Deep Learning Neural Network with R
Delivered Online On Demand2 hours 25 minutes
£10.99

Data Science and Machine Learning with R

5.0(1)

By LearnDrive UK

The course covers data science and machine learning with R.

Data Science and Machine Learning with R
Delivered Online On Demand1 hour
£5

Maps in R Shiny and Leaflet

By Course Cloud

Course Overview Learn how to master the R programming language and create a functional Web GIS application by taking this course to create Maps in R Shiny and Leaflet. This step-by-step training will empower you to take datasets and transform them into informational visualisations that will impress others and show your IT skills to their full potential.  This comprehensive R Shiny and Leaflet tutorial delivers an excellent way to learn how to use different mapping techniques on these platforms.
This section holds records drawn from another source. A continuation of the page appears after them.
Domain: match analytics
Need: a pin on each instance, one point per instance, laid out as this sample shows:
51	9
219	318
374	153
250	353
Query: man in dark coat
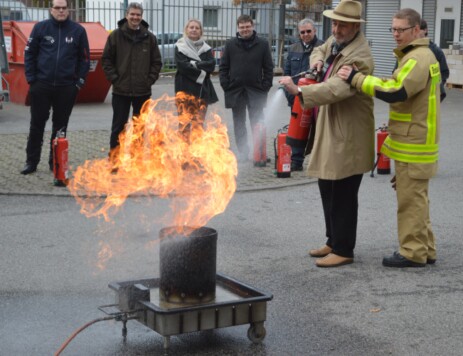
297	62
57	62
246	73
132	63
440	56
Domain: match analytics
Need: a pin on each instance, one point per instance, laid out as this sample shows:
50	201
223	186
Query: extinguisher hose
75	333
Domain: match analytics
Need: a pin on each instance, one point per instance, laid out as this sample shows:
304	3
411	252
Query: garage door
379	18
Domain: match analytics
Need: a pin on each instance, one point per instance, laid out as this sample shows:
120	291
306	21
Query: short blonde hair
188	24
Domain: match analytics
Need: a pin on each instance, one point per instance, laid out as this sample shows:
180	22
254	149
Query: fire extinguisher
260	145
301	119
60	159
383	163
282	154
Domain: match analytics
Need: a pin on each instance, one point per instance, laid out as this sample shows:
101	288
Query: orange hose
63	346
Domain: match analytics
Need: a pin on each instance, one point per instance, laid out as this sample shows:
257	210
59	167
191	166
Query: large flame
198	171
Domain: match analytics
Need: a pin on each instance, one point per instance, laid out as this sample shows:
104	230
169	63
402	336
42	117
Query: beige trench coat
344	138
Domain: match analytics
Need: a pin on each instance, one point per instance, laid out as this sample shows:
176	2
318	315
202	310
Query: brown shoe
320	252
332	260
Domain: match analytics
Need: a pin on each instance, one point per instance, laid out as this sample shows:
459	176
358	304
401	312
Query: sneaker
296	167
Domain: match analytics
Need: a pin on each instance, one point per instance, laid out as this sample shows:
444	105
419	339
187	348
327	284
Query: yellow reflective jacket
414	113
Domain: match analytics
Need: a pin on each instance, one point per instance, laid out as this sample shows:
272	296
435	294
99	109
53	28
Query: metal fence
275	21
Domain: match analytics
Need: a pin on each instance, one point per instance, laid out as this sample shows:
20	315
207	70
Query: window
210	17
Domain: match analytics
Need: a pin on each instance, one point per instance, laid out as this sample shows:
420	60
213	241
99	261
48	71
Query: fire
198	171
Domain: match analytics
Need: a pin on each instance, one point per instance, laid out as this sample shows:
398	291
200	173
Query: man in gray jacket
246	74
132	63
344	140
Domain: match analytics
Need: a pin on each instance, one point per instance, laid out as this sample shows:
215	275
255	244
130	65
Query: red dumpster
16	35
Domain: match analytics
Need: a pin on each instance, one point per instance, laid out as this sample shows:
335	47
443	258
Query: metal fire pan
236	303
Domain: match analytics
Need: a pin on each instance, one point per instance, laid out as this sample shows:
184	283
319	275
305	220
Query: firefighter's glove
393	182
80	83
352	74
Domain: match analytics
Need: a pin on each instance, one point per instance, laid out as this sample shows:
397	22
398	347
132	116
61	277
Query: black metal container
188	258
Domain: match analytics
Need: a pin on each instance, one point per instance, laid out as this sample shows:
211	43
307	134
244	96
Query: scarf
192	49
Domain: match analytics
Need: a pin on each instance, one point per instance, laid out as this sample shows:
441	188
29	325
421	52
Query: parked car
166	42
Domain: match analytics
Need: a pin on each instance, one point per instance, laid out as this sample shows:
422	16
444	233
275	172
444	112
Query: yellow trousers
416	239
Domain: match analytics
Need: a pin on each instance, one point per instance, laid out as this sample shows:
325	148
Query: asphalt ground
88	135
51	283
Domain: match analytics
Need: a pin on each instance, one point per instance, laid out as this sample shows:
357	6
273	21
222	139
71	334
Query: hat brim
332	15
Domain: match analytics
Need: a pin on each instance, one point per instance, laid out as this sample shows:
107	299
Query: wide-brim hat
347	11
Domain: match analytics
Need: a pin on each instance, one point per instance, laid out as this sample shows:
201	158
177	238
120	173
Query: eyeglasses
400	30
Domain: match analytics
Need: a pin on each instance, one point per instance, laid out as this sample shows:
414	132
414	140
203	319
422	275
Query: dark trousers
191	113
297	155
340	206
44	97
121	109
256	113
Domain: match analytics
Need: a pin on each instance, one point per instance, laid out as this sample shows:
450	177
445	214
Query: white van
14	10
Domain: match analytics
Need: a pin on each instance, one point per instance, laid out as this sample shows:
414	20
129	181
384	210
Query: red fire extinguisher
383	163
60	159
301	119
260	145
282	154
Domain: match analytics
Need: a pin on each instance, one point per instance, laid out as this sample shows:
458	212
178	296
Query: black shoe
399	261
29	168
296	167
After guidance for an initial set-up, you will be given expert tuition in the variations on map-making, which all combines to make the definitive learning experience for all budding R programmers and GIS developers. After passing the final assessment, you will be capable of telling spatial and statistic narratives in remarkably visual ways, enabling anyone to understand complex scenarios.  This best selling Maps in R Shiny and Leaflet has been developed by industry professionals and has already been completed by hundreds of satisfied students. This in-depth Maps in R Shiny and Leaflet is suitable for anyone who wants to build their professional skill set and improve their expert knowledge. The Maps in R Shiny and Leaflet is CPD-accredited, so you can be confident you're completing a quality training course will boost your CV and enhance your career potential. The Maps in R Shiny and Leaflet is made up of several information-packed modules which break down each topic into bite-sized chunks to ensure you understand and retain everything you learn. After successfully completing the Maps in R Shiny and Leaflet, you will be awarded a certificate of completion as proof of your new skills. If you are looking to pursue a new career and want to build your professional skills to excel in your chosen field, the certificate of completion from the Maps in R Shiny and Leaflet will help you stand out from the crowd. You can also validate your certification on our website. We know that you are busy and that time is precious, so we have designed the Maps in R Shiny and Leaflet to be completed at your own pace, whether that's part-time or full-time. Get full course access upon registration and access the course materials from anywhere in the world, at any time, from any internet-enabled device.  Our experienced tutors are here to support you through the entire learning process and answer any queries you may have via email.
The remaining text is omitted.